Project 5 : Face Detection with a Sliding Window

Positive and Negative Features

In preparation for detecting actual faces, the SVM first need training to distinguish between correct and incorrect detections. So using the positive sample images of faces and negative images of non-faces, the HOG features for all training data were extracted. The positive samples were already 36x36, which required only setting the HOG cell size (initially set as 6). But for negative samples, random points were generated throughout the image, then used those random points as left-top-corner point for a 36x36 crop, which were again converted to HOG features of specified cell size.

The image on the right is the visualization of the learned detector from the face images of size 36x36, with 6x6 HOG feature vectors. It's interesting to note the resemblance of a face contour shown through the image. Also, each cluster of vectors are symmetrical through the center vertical line (approximately 65 on the x-axis), much like a face. This indicates that the detector has successfully extracted significant structures of the faces given in the training example. However it's also worth noting that all the positive training images were centered and were front-facing faces, which might have facilitated the training process. Therefore, it is easily predictable that the detector will fail non-front-facing faces.
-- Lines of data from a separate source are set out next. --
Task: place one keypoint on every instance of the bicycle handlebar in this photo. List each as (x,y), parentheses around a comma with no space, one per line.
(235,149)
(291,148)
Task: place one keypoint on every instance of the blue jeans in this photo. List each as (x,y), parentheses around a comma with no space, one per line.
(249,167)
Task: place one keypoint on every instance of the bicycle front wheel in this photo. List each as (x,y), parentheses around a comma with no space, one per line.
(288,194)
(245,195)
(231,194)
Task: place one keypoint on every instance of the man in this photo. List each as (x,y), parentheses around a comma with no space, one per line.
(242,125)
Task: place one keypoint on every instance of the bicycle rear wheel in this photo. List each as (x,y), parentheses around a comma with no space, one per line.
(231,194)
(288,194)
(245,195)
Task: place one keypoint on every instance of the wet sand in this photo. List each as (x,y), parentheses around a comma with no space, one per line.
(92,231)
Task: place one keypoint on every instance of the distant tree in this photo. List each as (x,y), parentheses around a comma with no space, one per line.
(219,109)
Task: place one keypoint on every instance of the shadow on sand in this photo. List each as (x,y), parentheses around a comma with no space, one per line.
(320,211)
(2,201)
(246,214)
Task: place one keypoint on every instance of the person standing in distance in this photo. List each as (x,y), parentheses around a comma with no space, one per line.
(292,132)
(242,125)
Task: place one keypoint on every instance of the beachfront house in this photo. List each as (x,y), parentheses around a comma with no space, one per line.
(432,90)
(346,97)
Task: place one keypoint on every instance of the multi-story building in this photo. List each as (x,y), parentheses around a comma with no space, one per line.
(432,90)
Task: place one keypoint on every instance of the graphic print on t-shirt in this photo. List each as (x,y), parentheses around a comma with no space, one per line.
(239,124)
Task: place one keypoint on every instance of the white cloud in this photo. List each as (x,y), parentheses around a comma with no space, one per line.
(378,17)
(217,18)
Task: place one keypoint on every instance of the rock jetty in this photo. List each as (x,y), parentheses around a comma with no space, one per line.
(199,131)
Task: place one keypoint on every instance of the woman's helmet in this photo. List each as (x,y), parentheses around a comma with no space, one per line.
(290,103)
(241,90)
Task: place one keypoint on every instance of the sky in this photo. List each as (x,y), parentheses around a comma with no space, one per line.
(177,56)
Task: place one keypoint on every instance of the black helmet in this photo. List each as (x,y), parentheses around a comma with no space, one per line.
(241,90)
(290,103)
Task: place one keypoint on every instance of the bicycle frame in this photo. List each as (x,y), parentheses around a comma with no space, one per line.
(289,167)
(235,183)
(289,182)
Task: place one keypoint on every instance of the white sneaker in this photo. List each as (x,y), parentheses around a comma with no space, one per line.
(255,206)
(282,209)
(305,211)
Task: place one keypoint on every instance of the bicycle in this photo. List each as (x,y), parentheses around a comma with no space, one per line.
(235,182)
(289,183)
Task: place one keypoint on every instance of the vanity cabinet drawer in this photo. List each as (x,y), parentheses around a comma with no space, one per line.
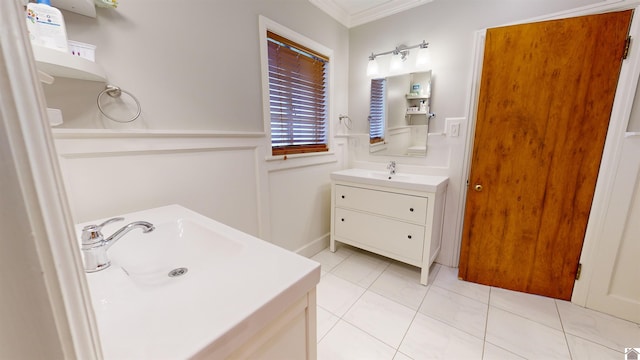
(400,206)
(393,238)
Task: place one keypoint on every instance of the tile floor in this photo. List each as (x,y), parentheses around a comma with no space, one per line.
(371,307)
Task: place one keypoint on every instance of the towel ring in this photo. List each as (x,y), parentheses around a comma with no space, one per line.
(116,92)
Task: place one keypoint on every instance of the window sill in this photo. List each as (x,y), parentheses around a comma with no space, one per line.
(280,162)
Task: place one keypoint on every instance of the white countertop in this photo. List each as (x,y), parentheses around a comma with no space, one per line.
(428,183)
(216,309)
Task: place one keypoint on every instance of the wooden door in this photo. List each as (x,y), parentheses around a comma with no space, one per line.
(545,100)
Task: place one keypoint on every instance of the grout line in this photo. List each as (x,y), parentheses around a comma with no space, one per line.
(564,333)
(418,309)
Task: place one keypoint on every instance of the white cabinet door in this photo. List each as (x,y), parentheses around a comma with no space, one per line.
(400,206)
(395,239)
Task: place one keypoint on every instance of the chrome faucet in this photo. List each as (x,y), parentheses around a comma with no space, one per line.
(95,246)
(392,167)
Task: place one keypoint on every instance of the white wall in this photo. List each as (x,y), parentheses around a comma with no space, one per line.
(200,142)
(448,26)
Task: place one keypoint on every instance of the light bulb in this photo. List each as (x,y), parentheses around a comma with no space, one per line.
(396,62)
(372,67)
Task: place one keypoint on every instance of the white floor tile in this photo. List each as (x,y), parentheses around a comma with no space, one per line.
(361,268)
(447,278)
(597,327)
(456,310)
(401,356)
(326,321)
(337,295)
(401,283)
(586,350)
(345,341)
(371,307)
(385,319)
(533,307)
(492,352)
(428,338)
(525,337)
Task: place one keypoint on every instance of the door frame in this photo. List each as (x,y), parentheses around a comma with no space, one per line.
(620,115)
(40,204)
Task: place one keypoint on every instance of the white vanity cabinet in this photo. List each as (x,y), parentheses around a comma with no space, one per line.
(402,224)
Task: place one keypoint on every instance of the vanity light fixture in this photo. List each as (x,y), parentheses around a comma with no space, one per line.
(399,56)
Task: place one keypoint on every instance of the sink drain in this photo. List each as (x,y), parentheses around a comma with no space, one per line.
(178,272)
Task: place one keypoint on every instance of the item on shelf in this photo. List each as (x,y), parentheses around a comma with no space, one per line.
(115,93)
(423,105)
(106,3)
(84,50)
(46,26)
(416,89)
(55,116)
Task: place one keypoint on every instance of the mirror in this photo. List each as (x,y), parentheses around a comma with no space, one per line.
(399,113)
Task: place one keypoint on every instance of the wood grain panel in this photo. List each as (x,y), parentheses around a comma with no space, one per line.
(546,95)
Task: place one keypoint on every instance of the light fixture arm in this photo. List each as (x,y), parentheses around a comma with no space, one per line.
(402,50)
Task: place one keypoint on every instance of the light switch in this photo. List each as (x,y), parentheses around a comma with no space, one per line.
(453,128)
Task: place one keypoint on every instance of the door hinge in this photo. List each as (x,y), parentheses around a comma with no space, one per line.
(578,271)
(627,46)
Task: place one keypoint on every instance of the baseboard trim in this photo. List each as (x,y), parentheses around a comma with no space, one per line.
(314,247)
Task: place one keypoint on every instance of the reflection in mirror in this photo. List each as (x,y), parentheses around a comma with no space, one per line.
(399,113)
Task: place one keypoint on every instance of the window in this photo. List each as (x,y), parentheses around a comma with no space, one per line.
(377,111)
(297,97)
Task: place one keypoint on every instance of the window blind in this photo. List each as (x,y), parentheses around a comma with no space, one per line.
(297,97)
(377,111)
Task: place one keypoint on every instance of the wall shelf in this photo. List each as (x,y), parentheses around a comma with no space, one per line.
(82,7)
(416,97)
(59,64)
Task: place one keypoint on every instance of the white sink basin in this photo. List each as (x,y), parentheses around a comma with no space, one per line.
(428,183)
(181,245)
(233,283)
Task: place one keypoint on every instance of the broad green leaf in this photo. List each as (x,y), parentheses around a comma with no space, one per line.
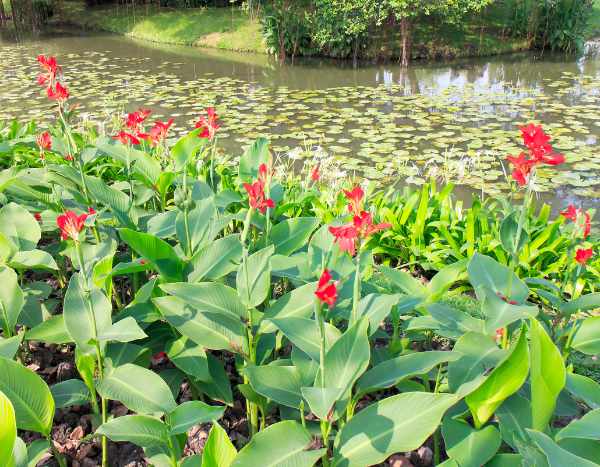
(390,372)
(86,314)
(396,424)
(587,336)
(467,446)
(189,357)
(11,300)
(215,331)
(51,331)
(192,413)
(19,226)
(156,251)
(585,389)
(485,273)
(298,303)
(29,395)
(284,444)
(143,430)
(557,456)
(218,450)
(253,278)
(503,381)
(138,389)
(278,383)
(211,297)
(479,355)
(70,392)
(304,334)
(8,429)
(548,375)
(216,260)
(587,427)
(125,330)
(291,235)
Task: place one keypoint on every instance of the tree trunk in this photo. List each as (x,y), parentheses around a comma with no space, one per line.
(406,34)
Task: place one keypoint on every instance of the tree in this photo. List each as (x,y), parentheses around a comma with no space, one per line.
(408,12)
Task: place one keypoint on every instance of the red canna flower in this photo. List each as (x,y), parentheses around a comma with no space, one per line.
(209,124)
(582,256)
(315,175)
(326,289)
(365,227)
(158,132)
(355,197)
(256,195)
(126,138)
(44,141)
(70,224)
(59,93)
(51,69)
(345,237)
(134,119)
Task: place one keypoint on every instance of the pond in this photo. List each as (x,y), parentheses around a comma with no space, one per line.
(453,121)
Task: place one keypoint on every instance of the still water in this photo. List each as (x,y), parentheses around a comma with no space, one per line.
(455,121)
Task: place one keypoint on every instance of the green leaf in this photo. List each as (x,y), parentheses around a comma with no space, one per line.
(278,383)
(125,330)
(33,259)
(216,331)
(189,357)
(282,444)
(216,260)
(503,381)
(467,446)
(587,427)
(142,430)
(51,331)
(587,336)
(19,226)
(253,278)
(86,314)
(192,413)
(139,389)
(211,297)
(304,334)
(290,235)
(157,251)
(8,430)
(29,395)
(396,424)
(585,389)
(218,450)
(485,273)
(298,303)
(557,456)
(548,375)
(391,372)
(11,300)
(70,392)
(479,355)
(257,153)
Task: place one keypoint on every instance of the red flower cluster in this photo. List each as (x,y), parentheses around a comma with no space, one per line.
(209,124)
(256,191)
(582,256)
(361,226)
(539,152)
(327,289)
(70,224)
(49,78)
(575,215)
(44,141)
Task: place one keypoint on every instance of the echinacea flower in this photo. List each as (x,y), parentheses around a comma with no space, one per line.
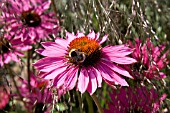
(4,97)
(38,98)
(150,60)
(10,50)
(80,61)
(29,20)
(134,100)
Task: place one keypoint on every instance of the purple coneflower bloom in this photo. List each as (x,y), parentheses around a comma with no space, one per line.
(4,97)
(150,60)
(10,50)
(80,60)
(134,100)
(28,20)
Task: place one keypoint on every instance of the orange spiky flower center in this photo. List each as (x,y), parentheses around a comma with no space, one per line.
(84,51)
(30,18)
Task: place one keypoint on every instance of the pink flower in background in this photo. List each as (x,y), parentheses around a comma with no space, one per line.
(80,61)
(40,98)
(10,50)
(4,97)
(150,60)
(28,20)
(134,100)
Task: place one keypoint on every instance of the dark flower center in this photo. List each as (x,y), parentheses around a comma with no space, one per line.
(30,18)
(40,108)
(4,46)
(84,51)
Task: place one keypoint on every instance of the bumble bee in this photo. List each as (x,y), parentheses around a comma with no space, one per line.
(76,56)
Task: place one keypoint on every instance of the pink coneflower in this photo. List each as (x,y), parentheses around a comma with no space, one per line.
(134,100)
(28,20)
(4,97)
(150,60)
(38,98)
(80,60)
(10,50)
Sliding Window Face Detector

After training the SVM with positive and negative training samples, the test images were now ready to be detected for their faces. First the image is converted to HOG features using the same cell size used during training time. Then using the cell size as the size of the window, the HOG image features are converted to a single vector. This vector is then evaluated through the SVM trained beforehand. And if the score of the feature is greater than the threshold, the face is found! This process is repeated with varioius scales of windows because there are varied sizes of faces in the image. In order to vary the size of the bounding boxes, the size of the images are resized to various scales and the size of the window stays the same. This is inherently similar to varying the size of the actual bounding boxes, but easier to implement.
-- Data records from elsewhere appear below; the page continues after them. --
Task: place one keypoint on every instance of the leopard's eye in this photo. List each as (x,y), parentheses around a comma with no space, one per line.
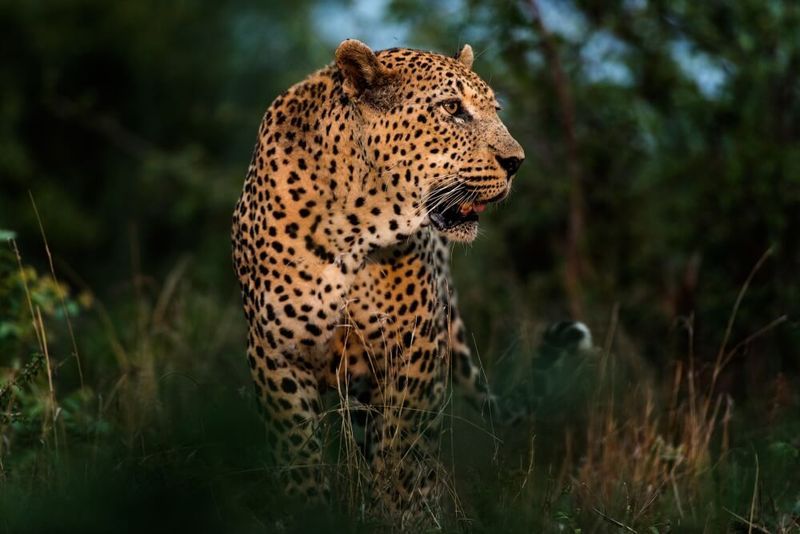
(453,107)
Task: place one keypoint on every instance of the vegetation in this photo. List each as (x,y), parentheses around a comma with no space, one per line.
(659,203)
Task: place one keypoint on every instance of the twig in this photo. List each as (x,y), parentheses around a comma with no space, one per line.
(576,263)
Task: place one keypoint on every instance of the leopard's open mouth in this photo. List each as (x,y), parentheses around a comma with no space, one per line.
(446,211)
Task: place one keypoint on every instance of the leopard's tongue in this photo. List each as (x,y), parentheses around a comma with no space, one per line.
(469,207)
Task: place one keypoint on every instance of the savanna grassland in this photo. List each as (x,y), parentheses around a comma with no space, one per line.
(660,203)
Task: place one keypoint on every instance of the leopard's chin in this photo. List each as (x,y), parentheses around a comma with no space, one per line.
(464,232)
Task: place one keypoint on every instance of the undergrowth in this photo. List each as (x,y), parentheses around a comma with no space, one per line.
(140,414)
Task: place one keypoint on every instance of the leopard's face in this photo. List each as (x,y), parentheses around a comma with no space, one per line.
(430,120)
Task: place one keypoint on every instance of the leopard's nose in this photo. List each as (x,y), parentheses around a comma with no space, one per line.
(510,165)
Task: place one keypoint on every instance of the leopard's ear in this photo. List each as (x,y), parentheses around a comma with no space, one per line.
(360,67)
(466,56)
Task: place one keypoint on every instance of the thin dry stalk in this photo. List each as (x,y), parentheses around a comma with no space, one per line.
(52,405)
(58,290)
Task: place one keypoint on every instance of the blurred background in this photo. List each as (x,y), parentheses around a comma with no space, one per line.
(659,202)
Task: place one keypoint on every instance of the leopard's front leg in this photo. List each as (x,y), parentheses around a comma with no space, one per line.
(292,310)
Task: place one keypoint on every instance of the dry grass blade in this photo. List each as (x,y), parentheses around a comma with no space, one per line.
(753,500)
(58,290)
(613,521)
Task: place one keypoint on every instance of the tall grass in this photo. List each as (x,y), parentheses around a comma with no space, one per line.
(159,427)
Parameter Tuning and Results

The implementation itself is not overly complicated, but the majority of the time were spent on parameter tuning. Some of the parameters I have toyed with include:

  1. SVM score threshold
  2. Number and size of scales
  3. Number of negative samples

The average precision shown on the right is one of the best performances through parameter tuning. This is above the expected precision for a cell size of 6. The threshold were -0.25, image scales ranged from 0.05 to 1.05 with step size 0.05, and 670000 negative samples. In general, having more various scales improved precision, whereas the number of samples occasionlly improved precision, possibly due to the randomness of the negative feature extractor. So even with 10000 negative examples, an average precision of 86.6 were produced. The parameter I had most trouble were the SVM score threshold because intuitively having higher score values would be a stricter classifier which should eliminate false positives. However having lower threshold tend to produce higher precisions. I would suspect implementing hard mining the negatives would greatly improve this issue. Also, I have tried adjusting the lambda value for the SVM training, and the default value of 0.0001 produced the best average precision overall.
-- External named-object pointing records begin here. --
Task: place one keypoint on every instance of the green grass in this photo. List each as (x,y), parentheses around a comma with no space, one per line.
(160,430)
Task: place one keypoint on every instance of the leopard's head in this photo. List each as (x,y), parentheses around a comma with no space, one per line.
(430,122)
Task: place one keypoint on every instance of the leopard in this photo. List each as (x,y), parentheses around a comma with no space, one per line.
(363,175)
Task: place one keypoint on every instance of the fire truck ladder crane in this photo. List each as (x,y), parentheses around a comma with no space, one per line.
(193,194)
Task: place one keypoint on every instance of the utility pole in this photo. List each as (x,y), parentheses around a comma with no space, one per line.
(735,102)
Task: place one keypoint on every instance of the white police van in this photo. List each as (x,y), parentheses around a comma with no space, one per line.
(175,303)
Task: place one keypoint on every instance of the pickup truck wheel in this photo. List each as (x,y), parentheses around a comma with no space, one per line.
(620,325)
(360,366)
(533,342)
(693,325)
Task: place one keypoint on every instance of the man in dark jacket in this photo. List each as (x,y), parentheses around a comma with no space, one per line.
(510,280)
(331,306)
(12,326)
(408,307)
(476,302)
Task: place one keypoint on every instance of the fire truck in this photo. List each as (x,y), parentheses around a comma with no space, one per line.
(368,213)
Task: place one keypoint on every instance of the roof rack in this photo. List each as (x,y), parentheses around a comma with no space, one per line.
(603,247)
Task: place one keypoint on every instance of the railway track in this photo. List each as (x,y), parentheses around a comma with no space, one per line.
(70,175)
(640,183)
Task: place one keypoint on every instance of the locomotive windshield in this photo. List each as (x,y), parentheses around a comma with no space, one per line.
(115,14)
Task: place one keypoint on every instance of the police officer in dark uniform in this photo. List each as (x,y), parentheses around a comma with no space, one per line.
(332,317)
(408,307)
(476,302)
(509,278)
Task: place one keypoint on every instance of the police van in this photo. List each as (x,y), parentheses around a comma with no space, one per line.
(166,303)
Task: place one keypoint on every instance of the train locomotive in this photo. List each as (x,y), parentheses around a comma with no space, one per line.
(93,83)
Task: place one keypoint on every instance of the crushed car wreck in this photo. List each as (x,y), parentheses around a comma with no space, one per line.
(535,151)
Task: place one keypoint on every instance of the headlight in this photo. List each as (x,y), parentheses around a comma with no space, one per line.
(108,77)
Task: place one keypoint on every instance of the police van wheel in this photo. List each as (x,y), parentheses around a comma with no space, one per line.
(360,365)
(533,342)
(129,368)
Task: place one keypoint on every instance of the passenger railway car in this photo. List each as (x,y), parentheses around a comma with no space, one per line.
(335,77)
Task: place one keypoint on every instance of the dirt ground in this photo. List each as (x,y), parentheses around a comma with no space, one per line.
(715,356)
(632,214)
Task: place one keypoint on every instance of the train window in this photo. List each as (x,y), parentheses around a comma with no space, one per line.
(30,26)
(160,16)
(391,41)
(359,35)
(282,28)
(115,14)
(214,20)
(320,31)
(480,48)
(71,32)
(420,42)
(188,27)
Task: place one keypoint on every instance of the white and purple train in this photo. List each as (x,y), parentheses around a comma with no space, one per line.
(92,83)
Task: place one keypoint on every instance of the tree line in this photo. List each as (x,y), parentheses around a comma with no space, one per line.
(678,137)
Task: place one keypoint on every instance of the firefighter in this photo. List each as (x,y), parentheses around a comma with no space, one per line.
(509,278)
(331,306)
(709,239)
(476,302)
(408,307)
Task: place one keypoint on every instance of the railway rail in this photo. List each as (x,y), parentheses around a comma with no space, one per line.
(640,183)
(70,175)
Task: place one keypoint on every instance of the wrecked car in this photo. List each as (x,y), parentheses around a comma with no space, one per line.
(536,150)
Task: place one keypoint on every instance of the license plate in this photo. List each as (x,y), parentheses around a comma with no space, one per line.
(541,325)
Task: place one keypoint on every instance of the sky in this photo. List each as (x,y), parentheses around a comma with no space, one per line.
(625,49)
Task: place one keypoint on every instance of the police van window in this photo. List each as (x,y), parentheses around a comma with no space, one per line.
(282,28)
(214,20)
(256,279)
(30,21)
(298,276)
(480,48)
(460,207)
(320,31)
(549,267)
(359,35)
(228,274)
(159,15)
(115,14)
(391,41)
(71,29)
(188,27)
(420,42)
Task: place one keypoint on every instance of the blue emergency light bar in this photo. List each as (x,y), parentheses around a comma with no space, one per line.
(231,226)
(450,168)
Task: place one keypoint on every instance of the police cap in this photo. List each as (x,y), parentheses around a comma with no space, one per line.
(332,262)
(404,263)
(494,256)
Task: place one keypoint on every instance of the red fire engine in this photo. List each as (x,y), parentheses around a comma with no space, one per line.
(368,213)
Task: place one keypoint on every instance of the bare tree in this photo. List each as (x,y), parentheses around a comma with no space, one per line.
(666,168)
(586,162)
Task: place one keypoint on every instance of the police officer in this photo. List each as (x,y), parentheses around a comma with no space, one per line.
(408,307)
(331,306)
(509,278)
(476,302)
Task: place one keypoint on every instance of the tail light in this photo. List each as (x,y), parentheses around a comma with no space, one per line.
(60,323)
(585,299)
On top is an image similar to the first figure, but in more detail is the HOG descriptor using cell size of 3. Whereas the previous image with cell size of 6 was a rough contour of a face, this image shows more detail, including the contours of eyes, nose, and mouth. It's not suprising that the precision output 0.905 despite having less number of scales (scale step of 0.1, which is half of the original implementation above) to account for the slow computation time. This strongly suggests the importance of descriptive feature extraction, possibly more so than parameter tuning.

Interesting Example

As a last note, out of all the testing result images, I found the image above most interesting. There are 6 people in the image, but only one front facing person. All of the side view images were not detected, with an exception of the occluded side face on the left top corner. It's suprising how accurately the occluded face has been detected, which could be luck since all of the other side facing faces with no occlusions were not detected.